Mean-Variance Optimization

minimize:   wᵀΣw
subject to: μᵀw ≥ R_target,   1ᵀw = 1

Classical Markowitz optimization where Σ is the covariance matrix and μ is the expected return vector.

  • Markowitz mean-variance efficiency and the efficient frontier.
  • Risk parity, minimum variance and constrained allocation methods.
  • Black-Litterman model for incorporating subjective views.
  • Robust covariance estimation and shrinkage methods.

Risk Management

Frameworks for measuring, modelling and controlling financial risk across portfolios, strategies and trading systems.

Value at Risk

VaR_α(L) = inf { l ∈ R : P(L > l) ≤ 1 - α }

A probabilistic threshold for portfolio losses at confidence level α.
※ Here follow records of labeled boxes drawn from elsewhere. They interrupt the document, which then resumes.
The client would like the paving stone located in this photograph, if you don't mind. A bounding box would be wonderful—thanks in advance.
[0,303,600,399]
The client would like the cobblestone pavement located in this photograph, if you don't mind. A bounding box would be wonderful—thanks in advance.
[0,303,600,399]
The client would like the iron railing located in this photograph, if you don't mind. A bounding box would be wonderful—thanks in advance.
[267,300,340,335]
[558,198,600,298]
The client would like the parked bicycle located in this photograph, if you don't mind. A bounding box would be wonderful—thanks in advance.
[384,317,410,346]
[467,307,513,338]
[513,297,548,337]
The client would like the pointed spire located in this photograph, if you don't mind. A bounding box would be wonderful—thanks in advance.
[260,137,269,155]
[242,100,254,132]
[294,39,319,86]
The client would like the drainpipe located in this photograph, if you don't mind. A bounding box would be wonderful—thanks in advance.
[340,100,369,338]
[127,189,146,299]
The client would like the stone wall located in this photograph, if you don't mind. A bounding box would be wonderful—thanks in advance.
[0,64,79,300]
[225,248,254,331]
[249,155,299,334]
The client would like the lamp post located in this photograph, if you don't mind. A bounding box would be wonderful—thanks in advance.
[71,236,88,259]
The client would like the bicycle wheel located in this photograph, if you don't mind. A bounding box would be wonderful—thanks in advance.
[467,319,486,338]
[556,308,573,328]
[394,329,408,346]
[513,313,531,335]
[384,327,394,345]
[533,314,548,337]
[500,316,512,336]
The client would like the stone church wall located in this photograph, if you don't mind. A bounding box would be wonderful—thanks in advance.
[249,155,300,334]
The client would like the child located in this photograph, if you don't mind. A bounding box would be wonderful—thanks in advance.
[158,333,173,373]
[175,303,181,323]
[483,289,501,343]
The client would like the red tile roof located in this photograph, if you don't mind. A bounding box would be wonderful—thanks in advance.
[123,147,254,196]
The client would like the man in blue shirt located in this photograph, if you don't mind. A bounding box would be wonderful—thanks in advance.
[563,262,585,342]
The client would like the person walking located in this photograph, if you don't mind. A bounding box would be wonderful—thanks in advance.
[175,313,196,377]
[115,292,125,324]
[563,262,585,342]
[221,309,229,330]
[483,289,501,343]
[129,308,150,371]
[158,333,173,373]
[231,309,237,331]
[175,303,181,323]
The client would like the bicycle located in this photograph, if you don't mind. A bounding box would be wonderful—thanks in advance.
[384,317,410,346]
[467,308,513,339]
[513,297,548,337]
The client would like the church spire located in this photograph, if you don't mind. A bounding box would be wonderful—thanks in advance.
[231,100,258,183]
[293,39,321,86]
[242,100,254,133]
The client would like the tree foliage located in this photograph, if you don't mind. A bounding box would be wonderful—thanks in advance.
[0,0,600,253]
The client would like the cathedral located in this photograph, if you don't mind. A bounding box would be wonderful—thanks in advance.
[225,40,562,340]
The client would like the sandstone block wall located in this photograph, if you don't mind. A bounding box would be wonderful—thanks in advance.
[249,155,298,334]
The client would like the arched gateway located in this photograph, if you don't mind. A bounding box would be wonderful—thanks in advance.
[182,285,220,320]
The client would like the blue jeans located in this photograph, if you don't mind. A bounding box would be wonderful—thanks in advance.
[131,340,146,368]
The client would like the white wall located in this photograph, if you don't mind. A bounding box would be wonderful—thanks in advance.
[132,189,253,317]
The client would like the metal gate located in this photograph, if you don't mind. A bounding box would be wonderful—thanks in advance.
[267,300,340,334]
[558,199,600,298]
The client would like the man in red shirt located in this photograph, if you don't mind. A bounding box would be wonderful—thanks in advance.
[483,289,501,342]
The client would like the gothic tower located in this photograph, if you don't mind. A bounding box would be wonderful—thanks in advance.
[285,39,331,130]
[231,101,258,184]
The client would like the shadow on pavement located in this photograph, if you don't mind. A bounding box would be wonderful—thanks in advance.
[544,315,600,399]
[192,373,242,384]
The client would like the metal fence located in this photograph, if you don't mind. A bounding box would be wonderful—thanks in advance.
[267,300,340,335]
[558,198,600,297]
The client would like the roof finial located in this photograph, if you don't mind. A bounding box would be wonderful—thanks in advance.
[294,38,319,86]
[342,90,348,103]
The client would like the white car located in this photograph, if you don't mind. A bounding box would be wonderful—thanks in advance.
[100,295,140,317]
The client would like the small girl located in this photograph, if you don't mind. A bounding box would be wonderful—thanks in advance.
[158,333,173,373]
  • Value at Risk, Expected Shortfall and drawdown-based measures.
  • Stress testing, scenario analysis and tail-risk estimation.
  • Volatility targeting, leverage constraints and exposure limits.
  • Risk decomposition by asset, factor, sector and strategy component.

Derivatives

Study of derivative instruments and pricing frameworks, with focus on options, futures, arbitrage-free valuation and stochastic processes.

Black-Scholes PDE

∂V/∂t + 1/2 σ²S² ∂²V/∂S² + rS ∂V/∂S - rV = 0

A foundational partial differential equation for European option pricing under idealized assumptions.

  • Forwards, futures, swaps, vanilla options and option Greeks.
  • No-arbitrage pricing, replication arguments and risk-neutral valuation.
  • Binomial trees, Black-Scholes, Monte Carlo and finite difference methods.
  • Volatility smiles, implied volatility and model calibration.

Backtesting & Strategy

Design and evaluation of systematic trading strategies using historical data, realistic assumptions and robust performance analysis.

  • Signal generation, position sizing, transaction costs and portfolio accounting.
  • Walk-forward testing, train/test splits and out-of-sample validation.
  • Performance metrics including Sharpe ratio, Sortino ratio, max drawdown and turnover.
  • Common pitfalls: look-ahead bias, survivorship bias, overfitting and data snooping.

Market Microstructure

Study of how trading mechanisms, order books, liquidity providers and market participants shape price formation at high frequency.

  • Limit order books, bid-ask spreads, depth, imbalance and liquidity.
  • Price impact, adverse selection and execution costs.
  • High-frequency trading, latency, market fragmentation and venue selection.
  • Empirical analysis of tick-level and intraday financial data.

Reading Programme

The following reading programme structures the books and references I am studying or plan to study in order to strengthen my foundations in mathematical finance, quantitative research and financial machine learning.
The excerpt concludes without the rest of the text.